AI-Enabled Information Systems and Strategic Alignment: A Systematic Literature Review on Digital Orchestration

Authors

  • Farhan Alif Budianto Telkom University
  • Muharman Lubis Telkom University
  • Iqbal Yulizar Mukti Telkom University
  • Setyo Budianto Telkom University

DOI:

https://doi.org/10.31004/riggs.v5i1.6989

Keywords:

Artificial Intelligence, Strategic Alignment, Digital Orchestration, Information Systems, Systematic Literature Review

Abstract

This paper aims to synthesize the fragmented body of literature on how Artificial Intelligence (AI) transforms the traditional Strategic Alignment Model (SAM).

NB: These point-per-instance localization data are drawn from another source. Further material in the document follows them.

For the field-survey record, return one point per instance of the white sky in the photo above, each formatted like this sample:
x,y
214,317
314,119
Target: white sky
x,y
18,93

Specifically, the study examines the role of Digital Orchestration as a mediating mechanism between AI capabilities and organizational performance. Using a Systematic Literature Review (SLR) approach guided by PRISMA protocols, this research analyzes 84 peer-reviewed articles published between 2018 and 2026 and indexed in the Scopus and Web of Science databases. The study identifies three main thematic pillars: Cognitive Alignment, Algorithmic Governance, and Human–AI Collaborative Synergy. Overall, these themes indicate that AI is no longer merely an operational support tool but has evolved into an agentic strategic capability that enables continuous sensing, predictive decision-making, and real-time synchronization between business and IT domains. The findings demonstrate a paradigm shift from “Static Fit” toward “Fluid Orchestration.” Theoretically, this study extends the Resource-Based View by positioning agentic AI capability as a higher-order dynamic capability and proposes an AI-Enabled Digital Orchestration Framework to integrate previously fragmented insights. Managerially, the research emphasizes the importance of Dynamic KPIs and Agentic Governance to prevent algorithmic misalignment. Overall, the study advances strategic alignment theory by framing AI-driven strategy as a continuously adaptive orchestration capability in volatile digital ecosystems.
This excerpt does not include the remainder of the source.